Title : Cewek Rockstar VS Cowok Boyband
Season : 2
Author : @ariek_andini (adm4)
Genre : Comedy - Romantic
Main Cast : Rangga, Andin, Dicky, Eriska Rein
Cast : All member of D'Uneven, All member of SMASH, Roy Marten, Om Panchunk, Daaaan, banyak lageeeh...
Isi cerbung part kali ini agak-agak sensitif bree.... tapi jangan sakit hati atau tersinggung ya... ini cuma fiktif kok... Pengarang memohon maaf kalo ada yang sakit hati...
---------------------------------
“Bukan saham yang
aku takutin, Ma.” Om Budy menutup kembali gorden yang ia pegang. Ia lalu
mendekat ke depan istrinya, “Yang mereka cari itu Rangga. Pokok untuk sementara
kita jangan berhubungan dulu dengan Rangga. Awasi Andin kemanapun dia pergi.
Jangan sampai orangnya Bunawar berhasil nemuin keberadaannya Rangga.”
Om Budy
menempatkan tubuhnya ke pembaringan. Ia menghela nafas panjang. Jantungnya yang
tadi hampir saja berhenti melihat kedatangan Rangga, kini perlahan berdetak normal.

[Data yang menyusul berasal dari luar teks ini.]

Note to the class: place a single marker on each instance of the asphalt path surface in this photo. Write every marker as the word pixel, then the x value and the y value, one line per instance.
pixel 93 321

Kadang terselip rasa bersalah. Tak pernah tega ia membentak-bentak Rangga dan
mengusirnya seperti tadi.
Terlepas dari
putrinya yang menuduhnya gila karir, ini hanya sementara. Hanya sementara
sampai Bunawar lupa dengan kekesalannya lalu dengan sendirinya menghentikan
aksinya untuk membalas dendam pada personil boyband itu.
***********
Fajar menyembul dari mega timur.
Bersembunyi di balik bayang gedung-gedung pencakar langit. Jarum jam menunjuk
angka empat. Masih subuh. Hanya segelintir saja orang yang sudah keluar dari
rumahnya untuk memulai aktivitas.
Dan dari segelintir orang itu, ada
Rangga di dalamnya.
“Masih ingat kan sama isi
kontraknya?” ujar Om Panchunk. Telunjuk kirinya melengkung di pegangan cangkir
teh. Angin subuh kadang berhembus dari celah lubang angin-angin. Membelai
kepulan asap dari dalam cangkir.
Tepat di depannya, Rangga duduk
menunduk. Tangannya bertumpu menjadi satu. Bibirnya mengatup seperti sedia kala.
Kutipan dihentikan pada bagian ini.